It really surprises me that so many writers are still trying to get agents in this day and age, automatically, immediately wanting traditional publishing instead of one of the many indie options now available. I can honestly say that I only spent so much time entering contests, querying, reading agent blogs, etc., because I was led to believe that was what I needed to do. For a long time, I didn’t have any real other avenues presented as viable.
As recently as a few decades ago, the typical writer didn’t have an agent. They submitted directly to editors or publishers, or published themselves. If a writer did have an agent, it wasn’t as a gatekeeper. The agent basically worked for the writer, instead of the other way around. It makes me sad to think about how many great books never would’ve been published if they’d been written in the era of the agent as gatekeeper. I can just think of the reasons agents would give for rejecting some truly classic literature.

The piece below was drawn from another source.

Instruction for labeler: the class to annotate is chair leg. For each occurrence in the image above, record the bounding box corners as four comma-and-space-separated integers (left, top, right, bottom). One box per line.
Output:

I read some article which pointed out that a fairly recent list of the 100 greatest American novels of the 20th century had barely any books from the late Seventies/early Eighties onward. That’s about the time literary agents started gaining more prominence as gatekeepers, and writers gradually stopped being able to submit directly to editors and publishers. True, it takes some time for a book to become an established classic, but it does present a potential correlation between the rise of agents and the decline of great literature in abundance.
I’ve had some wonderful interactions with agents, in contests, behind the scenes, pitchfests, etc. I don’t want to paint them all as horrible. But it definitely seems like they’re becoming more and more obsolete, as indie publishing has become more viable and prominent. And it really doesn’t seem worth it to knock yourself out polishing a book to perfection, sending out a hundred or more queries over many years, constantly revising your queries, and have to smile and accept a parade of rejections and very disparate advice or opinions.
I’m acquainted with a lot of writers in the blogosphere who wrote their big “ZOMG I got an agent!” post quite some time ago, yet still haven’t been published. They’re made to rewrite a book for the mere sake of rewriting, might not have that particular book approved anyway, have to go on submission, and have to wait up to two years before finally getting in print. I’ve got too large of a back catalogue to be content with accepting a release date so far in future, and waiting perhaps two years between getting an agent and getting a publication date.
I’ve given up trying to figure out what exactly agents want. I’ve read so many recently-published books which go against the so-called rules and think it’s great such an old-fashioned writing style managed to get an agent. Then I happen upon books which wouldn’t have been published 30, 50, 100 years ago because they’re just not great literature. It’s not only about an agent’s personal taste, but also wanting commercial product. Funny how serious readers aren’t happy with a lot of what’s being published these days.
I feel bad for younger, newer writers who are led to believe it’s wrong to write anything above a certain length, use adverbs, directly tell the reader anything, use speaking verbs beyond “asked” or “said,” have an ensemble cast, or create slower-paced, character-driven stories over fast-paced and plot-centric. One agent blog had a query critique for a 110,000-word Civil War historical, and the agent wondered how such a sweeping story could take only 110,000 words. Someone in the comments rightly said that if the book were a more realistic saga length, it would be derided as way too long.
Just because many people these days have short attention spans doesn’t mean everyone does. I honestly don’t see anything over 100,000 words as “way too long” and in dire need of radical slashing and burning for no other reason than to make it shorter. A book of all of 300 pages is not an epic or saga.
I agree that when I was first querying, in 2000-01, one pretty much did need an agent to get noticed. But today, it’s much different. Agents seem to represent a dying breed and the status quo, as nice as some of them are.